いま自分がどこにいて、どちらに向かえばいいかを知る技術を航法(ナビゲーション)という。
現代の旅客機は、ほとんどがカーナビと同じくGPSなどのGNSS(全地球衛星航法システム)を主に、機体にかかる加速度から速度や移動距離を計算するIRS(慣性基準装置)などを併用して位置を測っている。その結果はND(ナビゲーション・ディスプレイ)に地図(チャート)の形で表示されるため、とてもわかりやすい。
しかし昔ながらの機械式計器での航法は、そうはいかない。計器の指示を読み取ったうえで、チャートと突き合わせながら位置を確認する必要がある。

GNSSが普及する以前の代表的な航法装置はVOR(VHF全方向式無線標識)だろう。
これは地上局が発射する電波を機上の受信機で捉えることで、「地上局から見た自分の方位」を知ることができる。
それに対して、さらに以前のNDB(無指向性無線標識)は「自分から見た地上局の方向」をADF(自動方向探知機)という計器で示すようになっていた。その方向に飛べばNDB地上局まで飛んで行けるというのは分かりやすいが、正しく航空路をたどって飛ぶにはVORの方が便利だ。

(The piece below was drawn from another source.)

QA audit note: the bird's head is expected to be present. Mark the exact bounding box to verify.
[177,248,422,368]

NDBやVORを使った航空路は、こうした地上局を結ぶように設定されている。そのコースの方位(チャートに記されている)をVORにセットしてやると、コースのどちら側にいるかが計器に示される。それがセンターにくるように飛べば、正しく航空路をたどることかできるというわけだ。

ただし、これだけでは航空路上のどの位置にいるかまではわからない。そのため地上のVOR局にはDME(距離測定装置)が併設されていることが多い。これによって地上局からの方位と距離の両方がわかるため、自分の位置を特定できる。
ちなみにこのようにVORとDMEを併設した地上局をVOR/DME(ボルデメと読む)という。これと同じように利用できるのがVOR/TAC(ボルタック)で、こちらはVORに軍用のTACAN(戦術航法装置)を組み合わせたものだ。
TACANはVOR/DMEのように地上局からの方位と距離を示すことができるが、そのうち距離測定機能については民間機でもDMEと同様に利用することができるのだ。

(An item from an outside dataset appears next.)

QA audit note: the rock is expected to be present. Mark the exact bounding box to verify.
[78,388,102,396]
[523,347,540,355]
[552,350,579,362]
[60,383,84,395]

最近ではGNSSの普及により廃止されるVOR局も増えているが、特に民間の軽飛行機などにはGNSSに対応していない機体も多いので、当面は完全に廃止されることはないだろう。
スマホを使ったナビアプリがあることからもわかるように、GNSSの受信機は安価になってきているが、航空用ともなるとそうはいかない。しかも導入後も最新のデータを使うことが求められるので、その更新だけでも相応の費用が必要になる。

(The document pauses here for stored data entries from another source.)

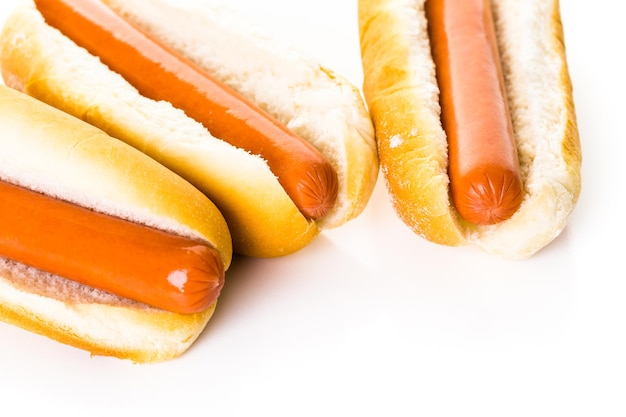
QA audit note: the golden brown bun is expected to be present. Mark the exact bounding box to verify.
[0,85,231,362]
[0,0,379,257]
[358,0,582,259]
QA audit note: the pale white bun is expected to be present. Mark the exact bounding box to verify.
[0,0,379,258]
[358,0,582,259]
[0,85,232,363]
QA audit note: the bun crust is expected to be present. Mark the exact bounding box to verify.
[0,258,217,363]
[358,0,581,258]
[0,85,231,362]
[1,0,379,257]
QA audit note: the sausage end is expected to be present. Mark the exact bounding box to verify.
[163,244,226,314]
[452,165,523,225]
[292,161,339,221]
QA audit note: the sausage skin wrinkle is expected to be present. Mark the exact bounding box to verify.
[34,0,339,221]
[0,180,225,314]
[425,0,523,225]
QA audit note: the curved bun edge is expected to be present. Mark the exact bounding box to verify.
[0,259,216,363]
[358,0,581,259]
[0,85,232,362]
[0,0,379,258]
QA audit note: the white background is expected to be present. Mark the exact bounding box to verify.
[0,1,622,416]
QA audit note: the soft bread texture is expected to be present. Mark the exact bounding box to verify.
[0,85,231,362]
[0,0,379,257]
[0,259,217,363]
[358,0,581,259]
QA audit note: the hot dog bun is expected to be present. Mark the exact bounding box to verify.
[0,0,379,258]
[0,85,232,363]
[358,0,582,259]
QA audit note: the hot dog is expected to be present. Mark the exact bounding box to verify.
[0,179,224,314]
[0,0,379,257]
[426,0,523,225]
[358,0,582,258]
[0,85,233,362]
[34,0,338,221]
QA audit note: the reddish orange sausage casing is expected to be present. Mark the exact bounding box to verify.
[33,0,338,221]
[425,0,523,225]
[0,180,224,314]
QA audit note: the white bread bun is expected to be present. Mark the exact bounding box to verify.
[0,85,232,363]
[358,0,582,259]
[0,0,379,258]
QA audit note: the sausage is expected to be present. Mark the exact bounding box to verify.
[33,0,339,221]
[0,179,224,314]
[425,0,523,225]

またVORが廃止されても、併設されたDMEは残される場合も多い。DMEは複数の地上局からの距離を測ることで自分の位置を知るという使い方もでき、GNSSの補完やバックアップとしても使うことができる。
ウクライナに侵攻したロシアが行なっているように、GNSSの電波は妨害されることがあるし、機器が故障することもあるから、それだけに頼るのは危険である。そのためDMEなど地上局からの電波を使った航法も、当面は必要とされ続けることだろう。